PORTLAND, Maine — Portland police officers will start carrying Narcan, a medication that can save lives by reversing the effects of a drug overdose.

All patrol officers in the city will carry the drug, also known by its pharmaceutical name naloxone, and every department officer has been trained in its use, Police Chief Michael Sauschuck announced Friday morning.

There have already been 21 overdose deaths in Portland this year and the police department has responded to a “couple hundred” overdose calls, Sauschuck said. Introducing Narcan is part of the department’s effort to address the opioid epidemic in Portland, which has also included hiring a substance use disorder liaison to help police approach addiction “as a medical problem, not a criminal issue,” according to a city statement.

“I don’t think that Narcan is a long-term solution,” said Sauschuck. “But it is a miracle drug. It is saving lives in real time.”

The medication was provided by the Maine Attorney General’s office, which previously supplied many other police departments, including those in Westbrook and Bangor, across the state with doses of the drug.

It has been carried by paramedics and firefighters in Portland for several years, and Sauschuck said that the proximity of other first responders initially made him skeptical that police in the city also needed to carry the lifesaving drug.

But the deepening opioid epidemic led the chief to change his mind.
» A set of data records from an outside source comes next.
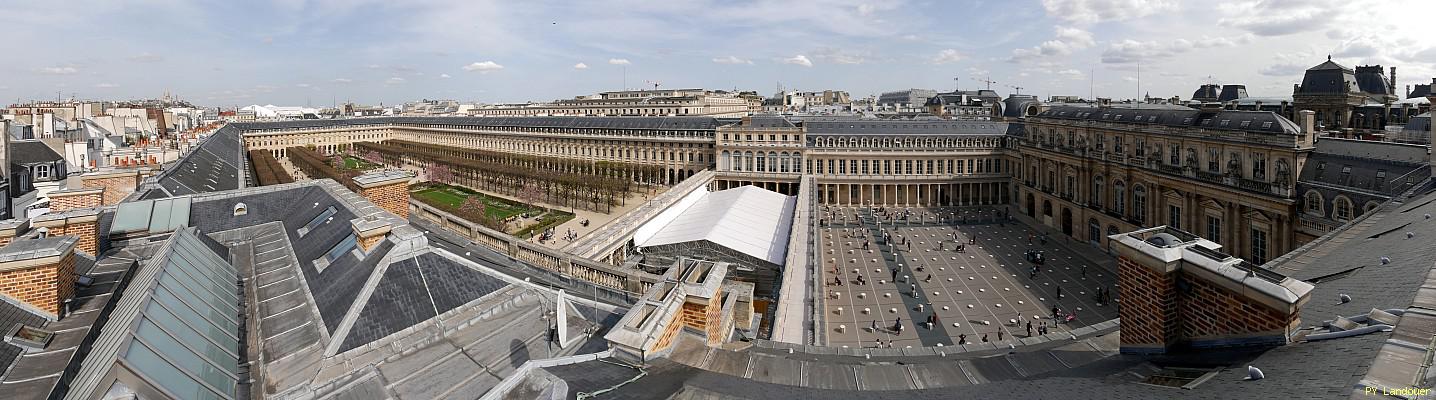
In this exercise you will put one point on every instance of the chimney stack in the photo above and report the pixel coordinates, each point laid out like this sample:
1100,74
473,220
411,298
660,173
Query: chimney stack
39,274
1390,86
388,189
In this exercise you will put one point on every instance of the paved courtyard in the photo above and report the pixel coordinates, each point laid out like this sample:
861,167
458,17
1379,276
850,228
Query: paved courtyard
982,290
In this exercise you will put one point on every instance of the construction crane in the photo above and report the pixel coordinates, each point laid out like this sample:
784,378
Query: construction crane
985,81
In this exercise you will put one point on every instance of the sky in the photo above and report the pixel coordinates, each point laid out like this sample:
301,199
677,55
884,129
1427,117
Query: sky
320,52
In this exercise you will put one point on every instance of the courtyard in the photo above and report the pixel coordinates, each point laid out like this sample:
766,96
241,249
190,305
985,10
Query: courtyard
985,288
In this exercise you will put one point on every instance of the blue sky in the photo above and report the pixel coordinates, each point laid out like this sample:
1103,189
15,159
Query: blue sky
224,53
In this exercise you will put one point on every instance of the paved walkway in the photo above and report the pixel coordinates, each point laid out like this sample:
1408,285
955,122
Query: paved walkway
984,290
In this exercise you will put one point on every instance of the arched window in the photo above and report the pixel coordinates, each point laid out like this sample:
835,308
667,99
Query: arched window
1119,197
1314,202
1139,202
1343,210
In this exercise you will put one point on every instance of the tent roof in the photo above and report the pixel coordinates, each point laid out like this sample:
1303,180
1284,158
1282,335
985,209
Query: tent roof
747,220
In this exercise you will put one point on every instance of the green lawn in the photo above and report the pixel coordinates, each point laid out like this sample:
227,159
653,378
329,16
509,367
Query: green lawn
359,164
454,197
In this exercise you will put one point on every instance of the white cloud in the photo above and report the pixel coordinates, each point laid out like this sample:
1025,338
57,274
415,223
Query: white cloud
839,56
799,60
147,58
1127,50
483,66
733,60
947,56
1064,42
866,9
1090,12
58,70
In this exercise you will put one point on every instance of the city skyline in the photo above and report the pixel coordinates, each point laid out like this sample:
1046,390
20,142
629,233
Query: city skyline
368,52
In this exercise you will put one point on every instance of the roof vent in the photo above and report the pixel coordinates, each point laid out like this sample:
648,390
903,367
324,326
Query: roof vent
1252,373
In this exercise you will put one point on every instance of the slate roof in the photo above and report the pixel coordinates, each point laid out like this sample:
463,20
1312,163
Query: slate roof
213,165
886,126
414,290
596,122
1242,121
28,152
1327,78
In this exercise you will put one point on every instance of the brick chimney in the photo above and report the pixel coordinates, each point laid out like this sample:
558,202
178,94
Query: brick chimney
76,198
388,189
12,228
79,222
1178,290
117,185
39,273
369,231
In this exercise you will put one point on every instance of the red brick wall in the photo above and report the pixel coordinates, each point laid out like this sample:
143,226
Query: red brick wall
66,201
1148,304
115,187
45,287
85,231
1212,311
394,198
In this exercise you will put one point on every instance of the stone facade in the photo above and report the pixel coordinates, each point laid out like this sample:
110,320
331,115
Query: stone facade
76,198
42,283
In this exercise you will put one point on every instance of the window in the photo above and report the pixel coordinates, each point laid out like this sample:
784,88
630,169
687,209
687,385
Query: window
1343,210
1139,204
1175,217
1258,245
318,220
1214,228
1119,197
1096,191
1314,202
Last year, the Portland fire department administered Narcan 161 times, a number that Sauschuck said is up roughly 50 percent from 2014.
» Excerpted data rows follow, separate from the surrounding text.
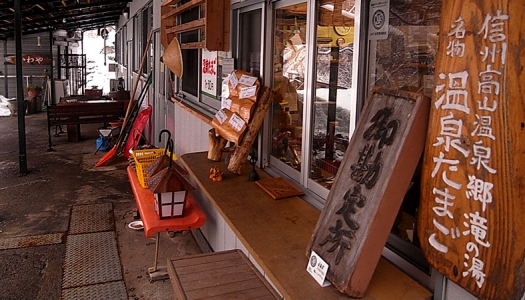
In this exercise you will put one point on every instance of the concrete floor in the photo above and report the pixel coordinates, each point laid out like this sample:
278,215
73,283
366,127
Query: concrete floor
39,204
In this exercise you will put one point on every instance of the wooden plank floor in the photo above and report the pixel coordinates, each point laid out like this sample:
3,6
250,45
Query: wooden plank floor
218,275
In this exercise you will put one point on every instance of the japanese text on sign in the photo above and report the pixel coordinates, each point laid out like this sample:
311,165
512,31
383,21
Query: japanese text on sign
470,228
365,171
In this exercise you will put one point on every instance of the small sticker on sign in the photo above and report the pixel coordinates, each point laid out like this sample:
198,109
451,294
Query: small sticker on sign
226,103
318,268
237,122
221,116
247,80
233,80
248,92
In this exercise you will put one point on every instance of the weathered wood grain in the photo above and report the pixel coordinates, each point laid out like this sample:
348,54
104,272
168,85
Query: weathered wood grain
471,215
369,187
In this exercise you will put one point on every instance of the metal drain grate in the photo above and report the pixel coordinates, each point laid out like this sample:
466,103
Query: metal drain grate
112,290
91,218
91,258
31,241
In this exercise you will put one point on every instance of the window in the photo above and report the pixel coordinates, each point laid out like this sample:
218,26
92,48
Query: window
190,87
314,115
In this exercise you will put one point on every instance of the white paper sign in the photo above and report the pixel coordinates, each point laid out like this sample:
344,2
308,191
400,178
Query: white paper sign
209,73
247,80
221,116
318,268
237,122
226,103
233,80
248,92
379,14
227,66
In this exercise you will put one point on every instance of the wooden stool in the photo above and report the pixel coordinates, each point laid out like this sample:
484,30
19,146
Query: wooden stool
218,275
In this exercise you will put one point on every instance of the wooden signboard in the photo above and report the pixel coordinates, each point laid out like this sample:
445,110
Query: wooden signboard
471,223
29,59
369,187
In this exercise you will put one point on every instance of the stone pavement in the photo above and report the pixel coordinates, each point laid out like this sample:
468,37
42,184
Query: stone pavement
40,256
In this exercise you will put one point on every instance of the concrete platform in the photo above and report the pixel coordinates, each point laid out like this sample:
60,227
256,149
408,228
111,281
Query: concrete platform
36,209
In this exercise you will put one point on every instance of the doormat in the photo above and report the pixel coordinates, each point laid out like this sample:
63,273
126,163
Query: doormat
279,188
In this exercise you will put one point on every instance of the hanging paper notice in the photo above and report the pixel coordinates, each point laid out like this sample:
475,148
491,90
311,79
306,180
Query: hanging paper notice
248,92
221,116
227,66
209,73
234,81
226,103
379,14
237,122
247,80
“If we’re saving one life, that’s exactly why we’re doing this,” he said.

Narcan works by temporarily blocking the brain receptors that respond to opioids like heroin, thereby allowing someone who has overdosed to begin breathing again. The drug is non-addictive and not harmful if given to someone who has not overdosed. It can be dispensed as an injection or nasal spray, which is the method the police in Portland will use.

Its critics have suggested that the pharmaceutical may have the unintended consequence of providing drug users with a safety net that allows them to seek more intense highs. These critics include Gov. Paul LePage, who vetoed a bill that was eventually approved to allow Maine pharmacists to dispense Narcan without a prescription. LePage’s veto was overwhelmingly overruled in both the House and Senate.

In the first six months of 2016, 189 Mainers died of drug overdoses, according to a recent study. That puts this year on track to far surpass the previous record set in 2014, when the overdose death toll was 208.

Since the attorney general began distributing Narcan this June, police officers around the state have revived 14 people, the Portland Press Herald reported in August.

But Sauschuck said more needs to be done to prevent addiction and treat it before it gets to the point of overdose.

“We still need more of everything and you just need to look at the number of dead bodies to get a sense for the lack of intervention and prevention,” he said.